There was a very special atmosphere of excitement, puzzlement and even a high-powered injection of pathos to last week's 83rd running of the Kentucky Derby. The drama began—unbeknownst to anyone—one late March afternoon at Florida's Gulfstream Park when Calumet Farm's Gen. Duke may have stepped, by chance, on a little stone as he ripped around that speed track in a world-record performance, and it came to its tingling climax amid the roars of nearly 100,000 spectators at Churchill Downs when Gen. Duke's winter shadow, the beautiful bay, Iron Liege, perfected the role of substitute for the stable's star and won one of the most dramatic Derbies of them all.
The puzzlement and pathos were never absent during the five-week interval between the stone-stepping incident and the brilliant finish in which Gen. Duke's regular rider and No. 1 admirer, Willie Hartack, outrode and outlasted Willie Shoemaker on Gallant Man to win the big one by the threadbare margin of one little nose. This Derby had it all: melodrama before, during and after the race.
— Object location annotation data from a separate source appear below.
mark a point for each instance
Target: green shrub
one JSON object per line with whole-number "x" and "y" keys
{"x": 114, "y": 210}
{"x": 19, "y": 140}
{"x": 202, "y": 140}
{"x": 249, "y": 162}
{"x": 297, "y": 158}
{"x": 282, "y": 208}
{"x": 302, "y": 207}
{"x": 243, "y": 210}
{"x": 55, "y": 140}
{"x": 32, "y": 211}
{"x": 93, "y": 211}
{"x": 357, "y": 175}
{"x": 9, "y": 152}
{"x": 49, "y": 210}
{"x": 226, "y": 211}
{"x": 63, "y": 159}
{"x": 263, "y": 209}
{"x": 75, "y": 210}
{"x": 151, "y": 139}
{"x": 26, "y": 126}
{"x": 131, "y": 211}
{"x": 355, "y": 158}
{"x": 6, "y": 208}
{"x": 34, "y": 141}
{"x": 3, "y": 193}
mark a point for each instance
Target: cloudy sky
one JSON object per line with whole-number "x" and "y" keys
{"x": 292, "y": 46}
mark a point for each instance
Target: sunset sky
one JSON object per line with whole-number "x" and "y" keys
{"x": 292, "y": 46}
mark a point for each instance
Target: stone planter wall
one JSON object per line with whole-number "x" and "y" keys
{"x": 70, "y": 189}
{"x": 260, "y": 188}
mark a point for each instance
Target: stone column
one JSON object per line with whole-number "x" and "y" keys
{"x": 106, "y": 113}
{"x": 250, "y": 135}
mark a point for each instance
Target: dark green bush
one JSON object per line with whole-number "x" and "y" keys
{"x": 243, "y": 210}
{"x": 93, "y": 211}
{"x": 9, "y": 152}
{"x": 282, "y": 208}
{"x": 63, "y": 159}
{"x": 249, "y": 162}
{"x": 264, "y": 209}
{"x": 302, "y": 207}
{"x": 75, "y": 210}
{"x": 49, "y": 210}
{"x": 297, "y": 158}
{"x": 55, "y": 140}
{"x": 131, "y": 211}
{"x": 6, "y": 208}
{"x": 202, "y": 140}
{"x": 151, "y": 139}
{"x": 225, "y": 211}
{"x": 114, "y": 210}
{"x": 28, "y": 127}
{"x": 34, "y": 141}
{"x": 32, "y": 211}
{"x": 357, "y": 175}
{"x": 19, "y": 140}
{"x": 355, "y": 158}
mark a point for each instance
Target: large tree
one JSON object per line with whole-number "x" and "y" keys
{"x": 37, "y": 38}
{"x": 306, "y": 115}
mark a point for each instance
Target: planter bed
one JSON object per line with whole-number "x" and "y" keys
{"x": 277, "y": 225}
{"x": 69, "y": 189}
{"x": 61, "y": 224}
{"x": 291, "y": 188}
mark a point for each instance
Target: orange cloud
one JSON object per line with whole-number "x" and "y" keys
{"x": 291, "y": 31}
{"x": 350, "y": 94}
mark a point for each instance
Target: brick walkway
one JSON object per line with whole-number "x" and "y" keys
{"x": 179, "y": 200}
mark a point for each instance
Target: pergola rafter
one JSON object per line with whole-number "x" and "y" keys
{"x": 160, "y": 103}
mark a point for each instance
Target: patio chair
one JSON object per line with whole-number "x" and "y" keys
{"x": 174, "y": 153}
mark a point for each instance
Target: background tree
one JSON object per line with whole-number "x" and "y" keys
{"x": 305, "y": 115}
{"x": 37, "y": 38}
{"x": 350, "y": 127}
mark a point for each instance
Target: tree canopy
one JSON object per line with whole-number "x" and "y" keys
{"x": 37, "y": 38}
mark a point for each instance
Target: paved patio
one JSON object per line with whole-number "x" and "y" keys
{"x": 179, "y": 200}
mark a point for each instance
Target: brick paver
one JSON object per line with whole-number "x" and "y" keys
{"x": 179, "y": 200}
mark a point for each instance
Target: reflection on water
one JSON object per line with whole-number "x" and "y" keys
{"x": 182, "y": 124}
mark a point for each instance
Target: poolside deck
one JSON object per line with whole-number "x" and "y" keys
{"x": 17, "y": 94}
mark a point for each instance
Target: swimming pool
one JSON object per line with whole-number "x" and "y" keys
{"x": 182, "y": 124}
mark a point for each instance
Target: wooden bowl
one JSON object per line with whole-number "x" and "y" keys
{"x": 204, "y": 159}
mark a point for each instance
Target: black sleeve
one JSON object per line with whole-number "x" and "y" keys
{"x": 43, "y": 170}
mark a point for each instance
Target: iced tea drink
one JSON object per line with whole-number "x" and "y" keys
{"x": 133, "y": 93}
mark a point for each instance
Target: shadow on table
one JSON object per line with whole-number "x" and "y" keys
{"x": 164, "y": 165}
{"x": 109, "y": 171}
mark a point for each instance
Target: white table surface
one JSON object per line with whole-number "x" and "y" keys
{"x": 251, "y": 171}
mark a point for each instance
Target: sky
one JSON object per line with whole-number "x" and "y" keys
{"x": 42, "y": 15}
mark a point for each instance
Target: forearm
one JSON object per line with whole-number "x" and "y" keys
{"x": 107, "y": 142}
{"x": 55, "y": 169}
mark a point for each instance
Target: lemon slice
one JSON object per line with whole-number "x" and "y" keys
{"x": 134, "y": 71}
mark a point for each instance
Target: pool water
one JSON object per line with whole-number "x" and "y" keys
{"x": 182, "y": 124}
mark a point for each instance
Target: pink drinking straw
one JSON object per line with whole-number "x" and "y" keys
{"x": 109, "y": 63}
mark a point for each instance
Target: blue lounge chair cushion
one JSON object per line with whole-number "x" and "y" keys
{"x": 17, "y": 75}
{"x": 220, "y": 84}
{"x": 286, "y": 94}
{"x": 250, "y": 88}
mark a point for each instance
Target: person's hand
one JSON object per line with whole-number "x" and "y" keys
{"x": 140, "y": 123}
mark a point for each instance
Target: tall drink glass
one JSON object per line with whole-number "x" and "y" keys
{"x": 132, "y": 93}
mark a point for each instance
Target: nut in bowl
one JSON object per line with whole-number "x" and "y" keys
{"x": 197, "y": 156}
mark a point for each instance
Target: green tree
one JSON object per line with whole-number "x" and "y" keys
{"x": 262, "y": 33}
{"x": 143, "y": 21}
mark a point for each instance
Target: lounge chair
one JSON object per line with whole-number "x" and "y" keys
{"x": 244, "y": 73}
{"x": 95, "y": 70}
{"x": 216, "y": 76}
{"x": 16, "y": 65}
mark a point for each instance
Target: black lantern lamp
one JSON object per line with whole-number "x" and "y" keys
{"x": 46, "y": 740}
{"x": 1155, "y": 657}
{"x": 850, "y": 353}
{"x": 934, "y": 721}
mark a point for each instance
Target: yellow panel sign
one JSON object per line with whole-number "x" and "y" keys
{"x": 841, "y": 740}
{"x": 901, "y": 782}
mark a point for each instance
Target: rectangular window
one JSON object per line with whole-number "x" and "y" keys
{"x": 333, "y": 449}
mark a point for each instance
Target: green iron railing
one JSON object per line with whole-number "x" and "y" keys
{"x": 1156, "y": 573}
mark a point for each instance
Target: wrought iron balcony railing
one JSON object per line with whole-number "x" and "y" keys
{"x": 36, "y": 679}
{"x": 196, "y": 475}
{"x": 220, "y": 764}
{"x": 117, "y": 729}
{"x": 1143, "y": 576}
And nobody was more aware of it at any time than Calumet owner Mrs. Gene Markey, who, eight days before the race, at a time when knowledgeable turfmen were awarding the Derby to her on past performance alone, told her farm manager, Paul Ebelhardt: "This is going to be a tough Derby, Paul—real tough. Tougher than a lot of people think."
Five days later at Churchill Downs, in the one-mile Derby Trial, Mrs. Markey and Ebelhardt had still further reason to believe the Derby was going to be tough: the sprinting demon Federal Hill romped off with the race, but Gen. Duke, even in finishing second, hardly inspired confidence among Calumet supporters. And worse yet, Iron Liege wound up next to last with no possible excuse. To anyone familiar with the Trainer Joneses' remarkable habit of losing the minor races but winning the big ones, this pre-Derby chain of events was old hat. Except that even the Joneses wore more worried looks than ever before, and you just couldn't believe they were merely playing an old familiar game.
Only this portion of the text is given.